Okanagan College Students
Okanagan College Students' Union executive chairperson Tiana Gaudette appeared before the institution's board of governors Tuesday to argue against a tuition increase.
— image credit: Joe Fries/Western News

Okanagan College will raise tuition fees and cut its workforce to help balance its books.

The school’s board of governors approved a $92.8-million operating budget for 2014-15 at a meeting Tuesday in Penticton, where a pair of students' union representatives urged officials to think twice about increasing the cost of attendance.

Instead, the board voted to increase tuition fees for domestic students by two per cent and bump up the cost for international students by eight per cent.

“Okanagan College has tuition fees which are more closely related to universities than to colleges in B.C.,” said students' union executive chairperson Tiana Gaudette.

“Furthermore, Okanagan College continues to be the most expensive institution for studying when comparing academic arts to every other college in B.C.”

According to figures compiled by the Ministry of Advanced Education, tuition for a full-time academic arts student at Okanagan College was $3,203 this year.

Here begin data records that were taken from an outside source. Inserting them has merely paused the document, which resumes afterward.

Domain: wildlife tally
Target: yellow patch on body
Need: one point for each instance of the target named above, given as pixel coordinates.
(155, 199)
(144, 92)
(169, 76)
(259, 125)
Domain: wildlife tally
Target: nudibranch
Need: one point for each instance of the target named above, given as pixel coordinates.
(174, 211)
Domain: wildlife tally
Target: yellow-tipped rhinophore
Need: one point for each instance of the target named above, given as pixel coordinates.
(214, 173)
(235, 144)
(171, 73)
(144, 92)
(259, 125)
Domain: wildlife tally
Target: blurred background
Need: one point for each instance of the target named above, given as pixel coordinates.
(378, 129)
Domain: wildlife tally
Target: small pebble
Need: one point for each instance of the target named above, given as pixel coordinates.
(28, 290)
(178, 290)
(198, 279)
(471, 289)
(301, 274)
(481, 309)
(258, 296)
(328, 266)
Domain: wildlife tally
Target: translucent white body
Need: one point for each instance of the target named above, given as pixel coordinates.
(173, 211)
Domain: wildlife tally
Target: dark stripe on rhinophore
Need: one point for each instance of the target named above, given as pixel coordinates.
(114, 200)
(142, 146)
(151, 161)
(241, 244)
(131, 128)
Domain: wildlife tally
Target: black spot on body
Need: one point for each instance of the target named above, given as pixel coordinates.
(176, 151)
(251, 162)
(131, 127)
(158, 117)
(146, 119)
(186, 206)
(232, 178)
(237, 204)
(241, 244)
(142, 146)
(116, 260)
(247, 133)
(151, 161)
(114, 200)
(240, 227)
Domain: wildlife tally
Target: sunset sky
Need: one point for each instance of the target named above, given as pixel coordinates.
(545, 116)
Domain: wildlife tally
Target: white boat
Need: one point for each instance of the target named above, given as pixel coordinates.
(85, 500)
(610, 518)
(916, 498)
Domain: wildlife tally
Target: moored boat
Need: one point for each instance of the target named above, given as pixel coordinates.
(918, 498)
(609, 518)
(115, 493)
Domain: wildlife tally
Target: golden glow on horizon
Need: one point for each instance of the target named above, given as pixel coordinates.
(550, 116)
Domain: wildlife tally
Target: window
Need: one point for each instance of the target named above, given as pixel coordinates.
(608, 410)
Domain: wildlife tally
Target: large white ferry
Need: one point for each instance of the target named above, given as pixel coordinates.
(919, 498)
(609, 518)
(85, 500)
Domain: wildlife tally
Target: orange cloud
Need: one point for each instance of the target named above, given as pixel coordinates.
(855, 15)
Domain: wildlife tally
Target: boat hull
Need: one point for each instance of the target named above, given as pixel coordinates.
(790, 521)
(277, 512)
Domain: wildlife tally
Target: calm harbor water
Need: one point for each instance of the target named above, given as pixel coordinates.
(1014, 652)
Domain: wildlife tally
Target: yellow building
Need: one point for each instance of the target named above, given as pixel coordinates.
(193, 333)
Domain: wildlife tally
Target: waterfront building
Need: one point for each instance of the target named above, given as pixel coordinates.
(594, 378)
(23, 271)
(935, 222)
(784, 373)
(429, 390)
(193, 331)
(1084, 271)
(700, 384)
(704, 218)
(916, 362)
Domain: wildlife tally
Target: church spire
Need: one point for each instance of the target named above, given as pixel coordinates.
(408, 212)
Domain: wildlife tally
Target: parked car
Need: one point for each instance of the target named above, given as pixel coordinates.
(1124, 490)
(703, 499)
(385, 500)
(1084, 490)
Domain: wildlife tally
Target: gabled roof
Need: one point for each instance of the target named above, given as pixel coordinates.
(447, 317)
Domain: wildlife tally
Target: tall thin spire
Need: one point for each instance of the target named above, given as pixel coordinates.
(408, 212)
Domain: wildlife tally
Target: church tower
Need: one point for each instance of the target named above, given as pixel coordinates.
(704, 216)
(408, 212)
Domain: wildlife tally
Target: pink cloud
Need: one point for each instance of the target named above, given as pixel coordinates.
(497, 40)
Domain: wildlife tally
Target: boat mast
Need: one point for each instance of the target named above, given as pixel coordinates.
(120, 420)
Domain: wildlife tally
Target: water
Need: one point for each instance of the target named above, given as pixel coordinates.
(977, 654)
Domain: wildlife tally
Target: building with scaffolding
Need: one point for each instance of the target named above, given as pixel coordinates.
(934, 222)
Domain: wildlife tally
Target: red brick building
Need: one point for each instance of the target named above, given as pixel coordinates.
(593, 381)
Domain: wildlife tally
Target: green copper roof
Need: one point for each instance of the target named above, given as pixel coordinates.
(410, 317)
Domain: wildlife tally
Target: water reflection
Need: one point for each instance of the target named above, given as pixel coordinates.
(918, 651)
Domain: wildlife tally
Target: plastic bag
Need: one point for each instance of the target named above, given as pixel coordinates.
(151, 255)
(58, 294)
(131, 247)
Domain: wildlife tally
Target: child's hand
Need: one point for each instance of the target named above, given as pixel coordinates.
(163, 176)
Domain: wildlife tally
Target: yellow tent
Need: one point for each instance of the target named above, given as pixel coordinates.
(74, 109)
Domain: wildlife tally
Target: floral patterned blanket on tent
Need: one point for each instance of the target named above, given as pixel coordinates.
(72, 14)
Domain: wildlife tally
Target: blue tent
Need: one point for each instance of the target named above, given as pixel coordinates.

Camosun College was next most expensive at $3,093, while the average across B.C. was $2,706.

With the increase, the cost at Okanagan College next year will rise to $3,267 for  domestic students and $11,880 for international students.

The hikes, which are expected to add $600,000 to the college’s bottom line, are among a variety of measures the institution adopted to help close a $3.2-million gap in its finances.

“Practically everything that could go wrong in terms of a budget situation did at the beginning of this year,” vice-president of finance Bob Eby told the board.

The shortfall was due mainly to a projected $1.4 million increase to employee wages and benefits, an expected $1.2 million decline in tuition fees, plus discontinuation of government funding for some skills training and language programs.

Besides increasing tuition fees, the college will also save money by reducing its workforce by five full-time equivalent positions through layoffs and attrition, and trimming its contingency fund from $500,000 to $200,000.

“Overall, we have really reduced the flexibility in the budget,” said Eby.

Gaudette said afterwards she understands the difficult financial position facing the college, but that increased tuition fees and other risings costs also make for a difficult financial position for students.

“It can often be a deterrent to students who look at these prices and look at the increases and may not attend,” she said.